Intel was founded with a $US245,000 investment on July 18, 1968, by Moore and Bob Noyce, friends who had split away from the so-called Fairchild Eight, the

co-founders of Fairchild Semiconductor, a forerunner in integrated circuitry and arguably Intel's corporate godfather. The two were soon joined from Fairchild by Andrew Grove, then known as Anders Graf, a Hungarian immigrant with a determination to make good his American Dream.

Noyce died in 1990 and his photographs and life story adorn Intel's lobby at Sunnyvale, just outside San Francisco. Today, Moore and Grove are the company's eminences grises. Grove is the business brain, communicator and marketer who was honoured by Time as its 1997 Man of the Year. He stepped down as executive chairman late last year in favour of Craig Barrett.

Moore holds the status of what might be called Boffin Emeritus, as did Noyce when he was alive. They were the arch-technicians who conceived the product that Grove went out and sold.

Grove's supporters within Intel describe Moore as "having a superb business brain", although Moore himself says "no-one ever accused me of being a salesman. I'd have starved to death as a salesman." He has stood on the doorstep of modern technology, while today's giants of the industry with names like Gates, Jobs, Wozniak, Chambers and Barksdale came cycling by peddling their wares.

He remembers the first time Steve Jobs came by his office with one of the earliest Apple personal computers. "I thought they were a good idea. Steve was a great salesman even then, though there wasn't one of our chips inside," he recalls. "He started off with kind of an oddball chip. They got off on the wrong foot and they've never gotten back on the right one. They're still not using our chips."

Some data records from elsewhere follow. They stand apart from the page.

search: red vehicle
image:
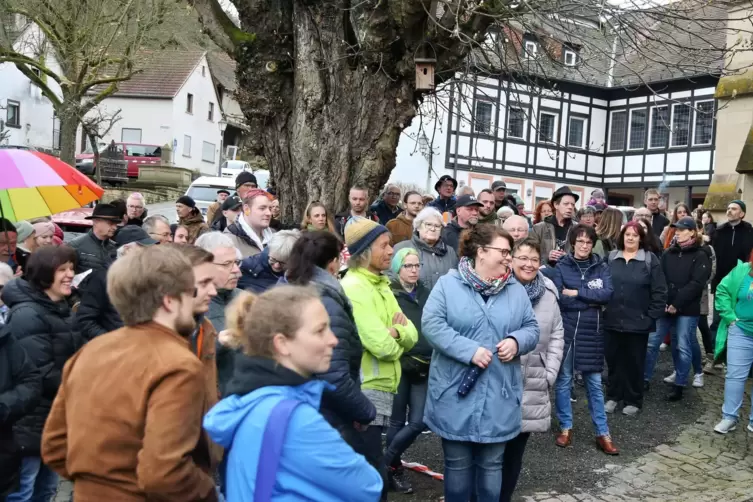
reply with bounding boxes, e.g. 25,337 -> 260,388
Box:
76,143 -> 162,178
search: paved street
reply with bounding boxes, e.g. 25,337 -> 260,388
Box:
55,352 -> 753,502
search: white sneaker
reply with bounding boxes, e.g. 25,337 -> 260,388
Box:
693,373 -> 703,389
714,418 -> 736,434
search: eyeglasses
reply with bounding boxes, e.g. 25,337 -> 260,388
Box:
214,260 -> 241,268
483,246 -> 510,258
513,256 -> 541,267
269,256 -> 285,267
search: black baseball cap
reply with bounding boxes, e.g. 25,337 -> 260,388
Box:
222,195 -> 243,211
455,195 -> 484,207
670,216 -> 698,230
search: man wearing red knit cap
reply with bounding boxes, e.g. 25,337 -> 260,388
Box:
225,188 -> 274,258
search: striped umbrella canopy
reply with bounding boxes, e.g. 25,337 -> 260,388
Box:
0,148 -> 105,221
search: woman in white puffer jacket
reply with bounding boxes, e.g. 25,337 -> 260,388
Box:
499,239 -> 565,502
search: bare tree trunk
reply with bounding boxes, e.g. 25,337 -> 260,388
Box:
238,2 -> 416,221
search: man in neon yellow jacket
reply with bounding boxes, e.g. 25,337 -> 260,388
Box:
342,218 -> 418,498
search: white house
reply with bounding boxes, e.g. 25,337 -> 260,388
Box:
0,16 -> 61,149
78,51 -> 222,175
391,8 -> 724,211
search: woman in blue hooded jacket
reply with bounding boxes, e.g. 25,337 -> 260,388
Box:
421,224 -> 539,502
204,286 -> 382,502
554,225 -> 619,455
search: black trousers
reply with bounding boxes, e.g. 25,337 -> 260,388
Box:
499,432 -> 531,502
605,331 -> 648,408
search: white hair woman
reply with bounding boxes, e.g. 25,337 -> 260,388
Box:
395,207 -> 458,290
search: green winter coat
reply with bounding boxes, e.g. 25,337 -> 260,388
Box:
340,268 -> 418,394
714,260 -> 750,361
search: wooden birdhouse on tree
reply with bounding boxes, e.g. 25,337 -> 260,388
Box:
414,58 -> 437,91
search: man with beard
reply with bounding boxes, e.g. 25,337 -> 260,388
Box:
225,188 -> 274,258
442,195 -> 484,252
533,186 -> 579,267
69,204 -> 124,274
385,191 -> 424,246
478,188 -> 498,223
42,246 -> 217,502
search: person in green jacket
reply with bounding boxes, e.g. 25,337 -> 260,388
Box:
341,218 -> 418,500
714,261 -> 753,434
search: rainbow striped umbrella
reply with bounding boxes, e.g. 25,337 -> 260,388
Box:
0,148 -> 105,221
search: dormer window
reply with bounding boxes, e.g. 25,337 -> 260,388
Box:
523,40 -> 539,59
562,49 -> 578,66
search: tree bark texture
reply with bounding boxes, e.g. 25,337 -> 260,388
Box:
193,0 -> 491,221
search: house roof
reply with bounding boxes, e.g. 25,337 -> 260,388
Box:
99,50 -> 206,99
470,0 -> 727,88
207,52 -> 238,91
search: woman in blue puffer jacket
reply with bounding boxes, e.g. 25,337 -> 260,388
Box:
204,286 -> 382,502
554,225 -> 619,455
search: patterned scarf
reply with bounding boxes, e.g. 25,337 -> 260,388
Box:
458,256 -> 510,296
523,274 -> 546,307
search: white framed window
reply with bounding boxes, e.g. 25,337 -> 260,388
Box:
648,105 -> 669,148
669,103 -> 691,147
523,40 -> 539,59
183,134 -> 191,157
201,141 -> 217,163
608,110 -> 627,152
120,127 -> 141,143
539,111 -> 557,143
693,99 -> 714,146
567,117 -> 588,148
628,108 -> 648,150
473,100 -> 494,134
562,49 -> 578,66
507,107 -> 526,139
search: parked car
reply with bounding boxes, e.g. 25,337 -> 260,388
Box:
186,176 -> 235,216
76,143 -> 162,178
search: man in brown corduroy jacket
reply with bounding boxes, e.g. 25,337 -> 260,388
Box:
42,246 -> 217,502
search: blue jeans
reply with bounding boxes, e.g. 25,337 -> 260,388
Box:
442,439 -> 505,502
554,346 -> 609,436
647,316 -> 703,387
5,457 -> 58,502
384,374 -> 429,468
722,324 -> 753,424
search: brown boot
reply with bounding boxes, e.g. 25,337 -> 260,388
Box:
554,429 -> 573,448
596,436 -> 620,455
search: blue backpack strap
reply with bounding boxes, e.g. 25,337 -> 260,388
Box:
254,399 -> 302,502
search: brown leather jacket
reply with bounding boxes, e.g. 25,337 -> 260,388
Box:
42,322 -> 217,502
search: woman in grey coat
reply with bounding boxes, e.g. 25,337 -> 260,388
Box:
395,207 -> 458,290
499,238 -> 565,502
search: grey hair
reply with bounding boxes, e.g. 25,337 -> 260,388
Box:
0,262 -> 13,284
268,230 -> 301,262
413,207 -> 442,230
195,231 -> 235,253
141,214 -> 170,234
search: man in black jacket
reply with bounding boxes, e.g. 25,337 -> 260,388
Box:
73,225 -> 157,342
709,200 -> 753,339
0,325 -> 42,500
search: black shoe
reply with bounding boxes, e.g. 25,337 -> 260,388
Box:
387,467 -> 413,494
667,385 -> 682,401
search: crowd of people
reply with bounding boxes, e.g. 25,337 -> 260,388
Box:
0,172 -> 753,502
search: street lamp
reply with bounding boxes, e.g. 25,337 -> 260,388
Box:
217,118 -> 227,177
418,131 -> 434,191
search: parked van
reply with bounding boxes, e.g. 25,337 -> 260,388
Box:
186,176 -> 235,216
76,143 -> 162,178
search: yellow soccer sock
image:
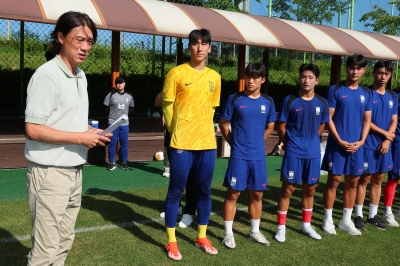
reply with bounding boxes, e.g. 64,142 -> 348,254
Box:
197,224 -> 207,239
165,227 -> 176,243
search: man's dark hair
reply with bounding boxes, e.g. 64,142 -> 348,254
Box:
189,29 -> 211,44
346,54 -> 367,68
49,11 -> 97,55
244,63 -> 266,78
373,60 -> 393,73
299,64 -> 319,79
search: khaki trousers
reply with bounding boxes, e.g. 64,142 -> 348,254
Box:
26,162 -> 82,266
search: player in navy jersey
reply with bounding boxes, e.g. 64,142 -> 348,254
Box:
383,91 -> 400,227
219,63 -> 276,248
354,61 -> 398,230
275,64 -> 329,242
321,54 -> 372,235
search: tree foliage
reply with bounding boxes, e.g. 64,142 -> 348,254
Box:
360,1 -> 400,35
272,0 -> 349,24
168,0 -> 243,12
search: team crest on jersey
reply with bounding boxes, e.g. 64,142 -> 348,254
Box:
208,81 -> 215,92
289,171 -> 294,179
315,106 -> 321,115
231,176 -> 236,186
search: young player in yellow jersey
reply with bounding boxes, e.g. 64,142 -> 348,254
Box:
163,29 -> 221,260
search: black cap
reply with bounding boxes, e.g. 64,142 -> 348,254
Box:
115,77 -> 125,84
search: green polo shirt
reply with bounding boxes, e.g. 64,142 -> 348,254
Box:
25,56 -> 89,166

Moore first met Bill Gates in 1980. "He was a very aggressive young kid," he says. "My first contact was in a phone conversation when he was very upset about something that Intel had supposedly done. He read me the riot act up and down. We straightened it out eventually.

"Gates is an unusual character. He's very smart and very pragmatic; he can still turn Microsoft around very rapidly. Microsoft is much more nimble than Intel. There's not the huge capital investment out there to worry about.

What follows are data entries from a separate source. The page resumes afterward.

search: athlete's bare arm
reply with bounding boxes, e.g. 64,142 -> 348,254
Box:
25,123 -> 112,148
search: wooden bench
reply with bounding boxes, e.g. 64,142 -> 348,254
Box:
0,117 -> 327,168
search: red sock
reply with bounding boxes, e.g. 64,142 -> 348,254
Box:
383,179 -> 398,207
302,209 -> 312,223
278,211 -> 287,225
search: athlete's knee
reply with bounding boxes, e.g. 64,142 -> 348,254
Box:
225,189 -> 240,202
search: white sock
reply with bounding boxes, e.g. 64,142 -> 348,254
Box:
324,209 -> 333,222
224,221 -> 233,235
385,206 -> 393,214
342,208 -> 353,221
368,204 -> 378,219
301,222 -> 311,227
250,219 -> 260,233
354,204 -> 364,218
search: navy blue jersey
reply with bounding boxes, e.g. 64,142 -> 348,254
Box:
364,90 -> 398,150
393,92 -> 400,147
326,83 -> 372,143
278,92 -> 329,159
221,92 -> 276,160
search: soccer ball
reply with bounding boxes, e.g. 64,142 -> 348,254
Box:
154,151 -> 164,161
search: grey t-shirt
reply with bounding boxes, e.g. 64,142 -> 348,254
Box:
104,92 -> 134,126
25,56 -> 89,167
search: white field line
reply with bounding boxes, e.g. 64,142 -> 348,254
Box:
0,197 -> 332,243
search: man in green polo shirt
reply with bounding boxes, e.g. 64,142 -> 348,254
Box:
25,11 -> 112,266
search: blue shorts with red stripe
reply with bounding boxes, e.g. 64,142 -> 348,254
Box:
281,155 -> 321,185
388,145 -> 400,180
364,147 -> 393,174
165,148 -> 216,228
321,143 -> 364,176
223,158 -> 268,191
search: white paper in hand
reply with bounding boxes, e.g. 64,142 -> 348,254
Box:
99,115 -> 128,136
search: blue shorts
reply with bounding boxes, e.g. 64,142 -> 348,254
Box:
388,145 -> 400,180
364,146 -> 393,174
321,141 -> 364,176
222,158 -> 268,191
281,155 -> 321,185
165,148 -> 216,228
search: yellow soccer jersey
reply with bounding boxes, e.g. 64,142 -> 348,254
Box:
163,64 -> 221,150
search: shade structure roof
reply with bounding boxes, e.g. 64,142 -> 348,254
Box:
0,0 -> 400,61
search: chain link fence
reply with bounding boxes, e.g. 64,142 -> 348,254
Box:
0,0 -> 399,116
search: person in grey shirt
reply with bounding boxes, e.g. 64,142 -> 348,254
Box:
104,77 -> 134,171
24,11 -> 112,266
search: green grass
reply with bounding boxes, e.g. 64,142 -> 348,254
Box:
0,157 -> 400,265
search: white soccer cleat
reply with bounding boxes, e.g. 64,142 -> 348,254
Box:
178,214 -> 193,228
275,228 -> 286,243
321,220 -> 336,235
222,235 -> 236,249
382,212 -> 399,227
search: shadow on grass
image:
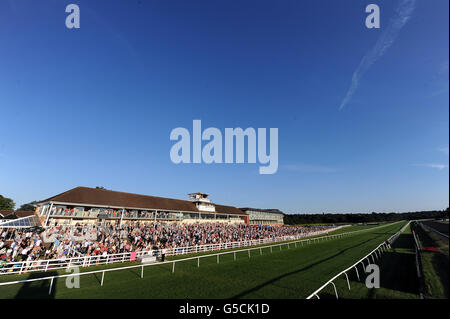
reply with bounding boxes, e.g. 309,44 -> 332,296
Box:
231,234 -> 384,299
15,271 -> 58,299
427,252 -> 449,298
380,234 -> 420,294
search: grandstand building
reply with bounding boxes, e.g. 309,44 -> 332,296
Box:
241,207 -> 284,225
35,187 -> 249,225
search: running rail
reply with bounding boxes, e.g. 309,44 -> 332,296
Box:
0,222 -> 398,295
306,221 -> 411,299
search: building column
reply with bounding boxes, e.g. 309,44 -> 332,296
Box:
45,203 -> 53,226
120,208 -> 125,225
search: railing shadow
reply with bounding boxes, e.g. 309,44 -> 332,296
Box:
15,271 -> 58,299
231,238 -> 380,299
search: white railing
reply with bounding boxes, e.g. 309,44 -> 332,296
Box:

"We don't have unions and when we are overseas we avoid them if we possibly can. We need the flexibility to be able to change rapidly and that's one thing most unions want to take away from you. You can never predict it out very far, but that's the one thing that's been constant in this business - the pace of change."

The future is something that Moore is comfortable talking about. The rate of change in technology still astounds him, even after 69 years - most of them spent in a high-tech world.

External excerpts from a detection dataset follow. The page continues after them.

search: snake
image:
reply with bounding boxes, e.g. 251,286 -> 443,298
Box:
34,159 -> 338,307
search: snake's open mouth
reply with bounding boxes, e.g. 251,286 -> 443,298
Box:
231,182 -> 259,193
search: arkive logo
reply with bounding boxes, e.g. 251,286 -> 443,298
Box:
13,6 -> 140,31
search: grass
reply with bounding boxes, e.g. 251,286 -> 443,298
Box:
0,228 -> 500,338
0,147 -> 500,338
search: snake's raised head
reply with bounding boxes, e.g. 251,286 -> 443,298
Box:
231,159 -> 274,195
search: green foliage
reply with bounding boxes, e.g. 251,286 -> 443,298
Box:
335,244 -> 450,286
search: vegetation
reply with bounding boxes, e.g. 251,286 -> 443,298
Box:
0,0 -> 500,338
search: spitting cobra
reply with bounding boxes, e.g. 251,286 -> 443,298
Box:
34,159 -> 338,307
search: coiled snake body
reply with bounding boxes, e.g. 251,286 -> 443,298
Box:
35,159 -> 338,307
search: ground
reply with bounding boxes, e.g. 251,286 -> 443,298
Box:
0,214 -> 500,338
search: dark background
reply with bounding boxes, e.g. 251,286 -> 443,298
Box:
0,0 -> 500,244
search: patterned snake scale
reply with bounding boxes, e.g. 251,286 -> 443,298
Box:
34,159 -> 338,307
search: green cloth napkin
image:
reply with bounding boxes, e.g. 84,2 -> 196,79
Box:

"There is a tremendous intellectual and commercial desire to go to the next thing and that's what drives the change," he says. "It's a phenomenally elastic market, more than any other market I know. One of the great advantages of our industry is its ability to change. The bigger firms can switch direction in two to three years, the smaller firms even less. Compare that with the big oil companies and industrial giants."

The bubble that has formed in the corporate rush to the internet doesn't worry him too much: "The market will take care of the froth. Its not obvious what the next vehicles are. A bunch of these companies seem to be way over-valued."

And what about Moore's Law, the credo that the speed of the industry will double every one to two years?

"It'll go that way, doubling every two years for another decade or so, then we get into some technology problems and then it'll probably become every four years," he says.

"Moore's Law will pan out a little bit."